While volume of use has fluctuated over the years, CT scans have remained an essential part of a physician’s arsenal.
This is especially true in the Emergency Department and in cancer diagnosis and care. The disparity in how ED doctors and oncologists typically use CT imaging—for immediate decisioning vs. long term monitoring—mirror the spectrum of complexity involved in scanning a single patient.
Hospital systems thus find it very difficult to create schedules and workflows to accomodate all types of CT patients. This leads to long waits for some patients and frustration for medical staff. Here we’ll explore achieving the line balance required to maximize efficiency, regardless of the complexity of the process.
The inherent imbalance in a CT department
Considering CT scanning from an operations perspective, the time required for the scans themselves has steadily decreased over the years. But long patient waits and staff overtime remain problems.
The actual scan only represents a small fraction of the patient’s total time in the imaging department. There is also the time to set up the machine and for patients to prepare and be properly positioned.
Creating a process that is in control demands that one create a balanced “line,” despite the litany of variables above. How is this possible?
Balancing a line with many variables
Creating a balanced line first requires determining a logical approach to segmenting patient volume, then mapping the process required for each segment. This can be simple. Pen and graph paper sketches are sufficient.
- Determine how to segment volume. In the case of a CT department, a logical segmentation is “drinkers” and “non-drinkers.” Drinkers ingest a contrast agent, which needs time to reach the desired body part; this is typically one hour from first sip to scan.
- For each segment, determine the required process steps. Map the journey for an individual patient, from the point that they walk into the department until the point that they walk out. Estimate the average time each step takes.
- Look at each segment’s process, and identify:
a. Opportunities to reduce the number of steps.
b. Opportunities to reduce the length of specific steps.
c. Opportunities to conduct steps in parallel rather than serially.
d. Places in the process where work-in-process (WIP), or any patients waiting for their next step, builds up.
Why -- and how -- to balance the system
In an unbalanced system, an exhausting and a never-ending cycle that happens every single day. Staff members may reroute resources to bolster capacity where needed, but in doing so deprive other areas of resources and create longer waiting times there. It’s often believed these issues aren’t solvable without additional staff or machines. In fact, they’re simply the outcomes of a process that is not balanced.
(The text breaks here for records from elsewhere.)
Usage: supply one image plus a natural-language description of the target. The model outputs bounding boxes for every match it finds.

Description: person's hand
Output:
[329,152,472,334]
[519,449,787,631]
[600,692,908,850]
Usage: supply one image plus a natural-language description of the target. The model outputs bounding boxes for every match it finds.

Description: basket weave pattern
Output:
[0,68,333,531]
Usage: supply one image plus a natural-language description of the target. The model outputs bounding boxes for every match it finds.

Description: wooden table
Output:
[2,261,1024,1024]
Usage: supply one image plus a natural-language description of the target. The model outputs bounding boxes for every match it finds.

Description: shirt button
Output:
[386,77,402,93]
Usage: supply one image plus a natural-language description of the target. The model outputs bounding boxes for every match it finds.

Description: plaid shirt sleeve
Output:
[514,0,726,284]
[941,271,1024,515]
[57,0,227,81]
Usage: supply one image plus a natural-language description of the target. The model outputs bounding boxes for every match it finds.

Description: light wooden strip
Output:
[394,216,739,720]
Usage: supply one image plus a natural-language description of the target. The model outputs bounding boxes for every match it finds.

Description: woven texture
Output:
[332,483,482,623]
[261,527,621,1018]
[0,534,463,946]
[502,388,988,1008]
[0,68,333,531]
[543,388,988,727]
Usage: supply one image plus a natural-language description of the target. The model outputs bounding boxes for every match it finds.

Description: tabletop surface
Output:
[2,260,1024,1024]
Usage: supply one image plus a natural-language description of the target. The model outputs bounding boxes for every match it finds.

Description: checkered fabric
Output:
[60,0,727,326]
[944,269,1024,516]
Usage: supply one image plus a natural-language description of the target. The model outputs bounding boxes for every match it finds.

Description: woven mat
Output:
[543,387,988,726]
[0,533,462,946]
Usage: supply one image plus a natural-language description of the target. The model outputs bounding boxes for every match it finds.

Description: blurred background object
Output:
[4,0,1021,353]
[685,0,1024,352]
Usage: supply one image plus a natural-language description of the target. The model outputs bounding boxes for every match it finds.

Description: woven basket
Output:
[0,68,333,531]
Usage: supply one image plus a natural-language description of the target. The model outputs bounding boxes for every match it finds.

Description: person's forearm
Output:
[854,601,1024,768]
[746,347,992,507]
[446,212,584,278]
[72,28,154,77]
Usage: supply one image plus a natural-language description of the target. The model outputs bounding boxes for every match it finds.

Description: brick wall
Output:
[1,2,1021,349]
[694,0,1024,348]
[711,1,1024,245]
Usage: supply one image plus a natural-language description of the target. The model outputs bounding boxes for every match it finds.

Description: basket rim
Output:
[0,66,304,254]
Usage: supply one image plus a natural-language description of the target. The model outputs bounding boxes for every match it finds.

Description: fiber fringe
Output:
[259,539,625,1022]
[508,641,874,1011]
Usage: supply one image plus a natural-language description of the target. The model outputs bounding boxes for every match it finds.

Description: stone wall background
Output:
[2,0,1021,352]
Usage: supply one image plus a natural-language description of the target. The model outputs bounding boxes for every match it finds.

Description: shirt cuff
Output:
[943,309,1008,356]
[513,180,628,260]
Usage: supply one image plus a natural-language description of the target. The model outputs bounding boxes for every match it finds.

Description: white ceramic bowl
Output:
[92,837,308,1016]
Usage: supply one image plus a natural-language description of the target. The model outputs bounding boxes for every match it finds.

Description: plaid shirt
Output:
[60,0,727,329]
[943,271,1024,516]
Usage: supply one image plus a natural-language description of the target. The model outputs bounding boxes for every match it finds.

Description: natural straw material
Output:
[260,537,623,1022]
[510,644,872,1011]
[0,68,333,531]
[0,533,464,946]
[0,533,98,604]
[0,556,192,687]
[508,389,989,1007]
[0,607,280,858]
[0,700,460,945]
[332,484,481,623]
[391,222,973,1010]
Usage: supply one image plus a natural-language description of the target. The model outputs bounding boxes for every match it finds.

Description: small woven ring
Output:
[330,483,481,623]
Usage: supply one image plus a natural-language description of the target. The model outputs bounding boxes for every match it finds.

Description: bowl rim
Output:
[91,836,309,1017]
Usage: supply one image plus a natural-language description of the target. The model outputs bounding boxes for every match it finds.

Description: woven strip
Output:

Balancing involves creating a predictable, controlled process that is easy to monitor and measure and is better for both patients and staff.
In the CT example above, the segmentation of drinkers and non-drinkers is only necessary for the initial stage of the process. Since every segmentation reduces the overall efficiency of the end-to-end process, it’s always good to look for opportunities to re-merge the segments if there’s a logical place to do so.
Next, we see that the total time required for the pre-work steps is roughly equivalent to the time for the actual imaging step. If pre-work steps are combined into a single step, the “line” will be balanced and result in a smooth, controlled process easily understood by patients and monitored by staff.
This balancing also reduces the number of hand-offs and “starts and stops” that a patient (or patient chart) must endure. In the unbalanced process, a CT scan patient or chart might be “touched” by five to nine people, handed off four to five times, and endure at least three “starts and stops.” In the balanced system, meanwhile, the patient or chart will be touched by three people at the most. There may be as few as zero hand-offs and as few as zero “starts and stops.”
The occasionally counterintuitive nature of line-balancing
Because the steps in a service operation are not fixed length processes, some steps may be faster or slower than average for a specific patient. While some individual patients may wait within one of the steps, the overall productivity within the department will still be vastly improved, as will the patient’s end-to-end time.
Another seemingly counterintuitive outcome is how some patients may actually begin the process later, but they will finish much earlier. In the pre-balanced environment, a patient with a 2:00pm appointment may be interviewed at 2:02pm. Due to the imbalance-caused build up of patients between steps, the patient may not begin the next step in their process until much later. But in the new balanced process, a patient who is interviewed at 2:10pm would be finished and out of the department by 2:40pm.
Results
Rethinking processes with an eye towards balance in the system can yield dramatic results. At one hospital system, the average patient time in the department was decreased by 42%, and the standard deviation around the average appointment length was reduced by 45%. Not only did the patient experience a shorter wait time, but their total time in the CT department was much more predictable, supporting much better coordination of care. Staff satisfaction was greatly improved, patients were not frustrated at long waits, and departments were able to close at their scheduled time.
Over the last decade or so, more and more hospitals have become aware it takes sophisticated analytics to improve operational efficiencies of their core processes. Creating balanced processes is the next horizon, resulting in happier staff and patients, and more efficient use of expensive assets like CT scanners. This simple technique can achieve an impact that is so positively felt by all stakeholders in the process.